Both enjoy the variety of projects they get to work on. “Every day is different,” says Renaud.
Working on billion-dollar space programs means accuracy takes center-stage, though. Attention to detail is critical, as well as a team culture that puts a premium on open communication.
What advice do they offer young engineers looking for their next space project? “Ask a lot of questions,” says Lowry. “Be a sponge.”
Today, he says, “some of the original expertise in the field has started to turn over, and a younger generation is assuming those roles. Customers might lean on us more heavily for our support.”
Renaud agrees. “Learn from your coworkers,” he says. “Those people who’ve been doing the job for years are your greatest resource.”
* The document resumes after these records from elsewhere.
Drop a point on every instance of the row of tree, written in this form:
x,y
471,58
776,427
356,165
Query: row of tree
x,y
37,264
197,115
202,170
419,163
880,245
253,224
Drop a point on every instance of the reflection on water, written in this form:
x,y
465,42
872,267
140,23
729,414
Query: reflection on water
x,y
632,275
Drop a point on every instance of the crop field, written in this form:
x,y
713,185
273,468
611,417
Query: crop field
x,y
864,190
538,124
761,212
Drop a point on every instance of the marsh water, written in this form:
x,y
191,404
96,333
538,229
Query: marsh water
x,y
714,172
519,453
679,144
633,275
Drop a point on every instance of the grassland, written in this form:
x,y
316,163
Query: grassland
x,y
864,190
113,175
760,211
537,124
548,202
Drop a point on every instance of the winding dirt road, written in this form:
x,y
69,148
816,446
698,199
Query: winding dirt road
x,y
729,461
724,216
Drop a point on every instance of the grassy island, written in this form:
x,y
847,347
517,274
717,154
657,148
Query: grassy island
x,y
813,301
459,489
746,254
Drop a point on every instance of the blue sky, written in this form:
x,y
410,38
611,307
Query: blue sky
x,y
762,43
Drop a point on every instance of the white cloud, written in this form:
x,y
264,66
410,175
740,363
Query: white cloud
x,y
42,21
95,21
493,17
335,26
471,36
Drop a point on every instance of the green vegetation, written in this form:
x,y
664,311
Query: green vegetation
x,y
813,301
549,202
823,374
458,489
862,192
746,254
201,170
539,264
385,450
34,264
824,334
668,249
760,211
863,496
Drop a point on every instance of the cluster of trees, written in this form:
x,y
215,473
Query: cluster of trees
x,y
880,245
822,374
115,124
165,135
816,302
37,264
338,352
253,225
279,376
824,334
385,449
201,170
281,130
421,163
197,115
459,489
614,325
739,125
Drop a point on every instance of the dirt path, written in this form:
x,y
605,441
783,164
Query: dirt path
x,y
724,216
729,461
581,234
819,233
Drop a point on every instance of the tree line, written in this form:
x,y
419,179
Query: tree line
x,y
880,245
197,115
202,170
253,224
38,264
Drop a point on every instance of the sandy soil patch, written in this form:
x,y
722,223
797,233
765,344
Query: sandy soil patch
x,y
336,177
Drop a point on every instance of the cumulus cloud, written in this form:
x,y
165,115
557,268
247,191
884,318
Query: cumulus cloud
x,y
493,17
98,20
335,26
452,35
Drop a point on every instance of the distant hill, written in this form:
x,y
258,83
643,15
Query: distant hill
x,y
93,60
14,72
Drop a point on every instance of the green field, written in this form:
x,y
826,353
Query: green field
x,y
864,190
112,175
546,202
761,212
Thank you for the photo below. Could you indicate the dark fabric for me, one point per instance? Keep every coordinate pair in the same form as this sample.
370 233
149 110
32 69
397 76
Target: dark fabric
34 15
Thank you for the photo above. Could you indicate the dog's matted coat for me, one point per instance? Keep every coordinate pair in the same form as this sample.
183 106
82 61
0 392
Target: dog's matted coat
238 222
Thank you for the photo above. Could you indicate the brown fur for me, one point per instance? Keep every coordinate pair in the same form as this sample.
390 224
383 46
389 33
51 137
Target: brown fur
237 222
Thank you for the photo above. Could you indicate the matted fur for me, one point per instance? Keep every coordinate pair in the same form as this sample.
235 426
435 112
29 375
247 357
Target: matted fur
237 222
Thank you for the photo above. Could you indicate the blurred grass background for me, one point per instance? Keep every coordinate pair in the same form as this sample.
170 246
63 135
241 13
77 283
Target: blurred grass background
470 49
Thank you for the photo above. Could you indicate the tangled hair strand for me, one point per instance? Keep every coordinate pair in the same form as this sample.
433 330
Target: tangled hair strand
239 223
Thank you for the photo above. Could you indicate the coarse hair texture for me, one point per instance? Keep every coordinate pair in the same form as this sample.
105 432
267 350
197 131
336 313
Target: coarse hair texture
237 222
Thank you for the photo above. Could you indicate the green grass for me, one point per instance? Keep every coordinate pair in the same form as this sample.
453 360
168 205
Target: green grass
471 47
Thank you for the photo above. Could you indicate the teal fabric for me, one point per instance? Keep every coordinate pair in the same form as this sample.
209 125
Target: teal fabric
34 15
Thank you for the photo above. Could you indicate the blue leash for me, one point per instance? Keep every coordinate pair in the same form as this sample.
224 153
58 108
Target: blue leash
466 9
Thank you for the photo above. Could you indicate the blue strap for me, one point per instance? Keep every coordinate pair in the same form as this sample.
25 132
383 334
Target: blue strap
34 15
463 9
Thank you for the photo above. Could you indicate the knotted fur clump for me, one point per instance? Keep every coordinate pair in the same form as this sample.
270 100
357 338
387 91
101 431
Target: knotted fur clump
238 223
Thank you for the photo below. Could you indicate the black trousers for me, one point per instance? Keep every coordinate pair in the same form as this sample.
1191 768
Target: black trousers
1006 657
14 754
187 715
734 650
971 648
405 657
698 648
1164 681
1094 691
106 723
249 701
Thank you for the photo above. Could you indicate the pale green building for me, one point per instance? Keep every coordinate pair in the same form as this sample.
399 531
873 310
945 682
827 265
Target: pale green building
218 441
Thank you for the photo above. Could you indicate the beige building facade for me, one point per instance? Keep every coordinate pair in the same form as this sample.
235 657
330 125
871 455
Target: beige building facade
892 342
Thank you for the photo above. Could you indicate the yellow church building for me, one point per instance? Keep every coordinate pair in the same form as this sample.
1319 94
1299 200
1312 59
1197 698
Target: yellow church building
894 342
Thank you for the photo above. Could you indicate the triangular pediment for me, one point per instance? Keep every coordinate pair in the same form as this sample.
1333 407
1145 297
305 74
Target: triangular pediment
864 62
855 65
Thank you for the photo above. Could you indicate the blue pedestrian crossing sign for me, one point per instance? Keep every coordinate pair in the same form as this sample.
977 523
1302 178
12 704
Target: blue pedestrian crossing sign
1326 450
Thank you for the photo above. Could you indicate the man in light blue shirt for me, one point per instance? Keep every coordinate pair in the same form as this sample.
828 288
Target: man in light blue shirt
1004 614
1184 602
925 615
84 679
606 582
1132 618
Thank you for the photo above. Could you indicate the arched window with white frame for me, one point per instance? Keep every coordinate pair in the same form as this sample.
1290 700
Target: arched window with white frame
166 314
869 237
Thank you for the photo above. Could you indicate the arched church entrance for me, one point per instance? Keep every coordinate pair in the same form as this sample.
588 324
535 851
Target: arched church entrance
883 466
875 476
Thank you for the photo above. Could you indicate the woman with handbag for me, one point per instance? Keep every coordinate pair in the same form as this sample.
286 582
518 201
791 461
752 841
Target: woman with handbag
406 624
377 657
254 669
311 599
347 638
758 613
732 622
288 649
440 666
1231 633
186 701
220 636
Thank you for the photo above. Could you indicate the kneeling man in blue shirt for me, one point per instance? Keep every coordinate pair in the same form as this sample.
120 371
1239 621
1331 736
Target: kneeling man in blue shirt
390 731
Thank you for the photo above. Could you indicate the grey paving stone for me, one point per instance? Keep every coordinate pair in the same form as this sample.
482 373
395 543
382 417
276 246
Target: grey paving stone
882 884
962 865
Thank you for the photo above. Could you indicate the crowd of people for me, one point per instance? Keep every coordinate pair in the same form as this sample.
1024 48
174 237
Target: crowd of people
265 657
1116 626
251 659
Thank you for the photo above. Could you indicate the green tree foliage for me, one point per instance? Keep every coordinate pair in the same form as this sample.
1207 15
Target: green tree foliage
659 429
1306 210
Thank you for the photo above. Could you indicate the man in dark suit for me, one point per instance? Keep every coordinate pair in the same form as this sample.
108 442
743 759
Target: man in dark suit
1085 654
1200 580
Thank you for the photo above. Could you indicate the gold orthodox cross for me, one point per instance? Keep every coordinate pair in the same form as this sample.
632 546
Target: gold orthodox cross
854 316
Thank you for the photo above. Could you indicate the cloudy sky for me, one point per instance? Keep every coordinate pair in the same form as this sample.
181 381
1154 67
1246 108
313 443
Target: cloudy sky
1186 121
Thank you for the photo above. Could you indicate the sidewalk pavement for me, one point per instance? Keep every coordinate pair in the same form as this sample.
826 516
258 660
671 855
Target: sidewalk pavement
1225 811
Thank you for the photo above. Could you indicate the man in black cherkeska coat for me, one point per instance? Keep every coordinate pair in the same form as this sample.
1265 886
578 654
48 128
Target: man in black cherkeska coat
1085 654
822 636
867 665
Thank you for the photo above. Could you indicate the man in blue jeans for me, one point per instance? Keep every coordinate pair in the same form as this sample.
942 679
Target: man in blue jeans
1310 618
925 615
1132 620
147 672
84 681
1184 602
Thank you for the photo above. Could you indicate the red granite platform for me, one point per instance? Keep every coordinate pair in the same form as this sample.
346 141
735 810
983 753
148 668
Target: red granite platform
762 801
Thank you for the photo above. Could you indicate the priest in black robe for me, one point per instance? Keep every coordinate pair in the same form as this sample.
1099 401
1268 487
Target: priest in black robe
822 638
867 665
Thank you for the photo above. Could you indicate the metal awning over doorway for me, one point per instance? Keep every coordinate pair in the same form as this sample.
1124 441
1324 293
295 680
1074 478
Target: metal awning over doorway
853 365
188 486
At the same time, the space industry is evolving quickly. “Satellites are getting smaller and cheaper,” says Renaud. “When a company is sending up a constellation of relatively inexpensive, small satellites, sometimes it’s acceptable if a few fail.” That’s something Renaud and the Timken team are not accustomed to.
“It’s a different world than previous space flight,” says Lowry. But he looks forward to the challenge. Timken’s expertise and collaborative model, combined with the new ideas and ways of thinking that the next generation brings to the table, will undoubtedly play a big role in meeting the demands of smaller, more agile space companies.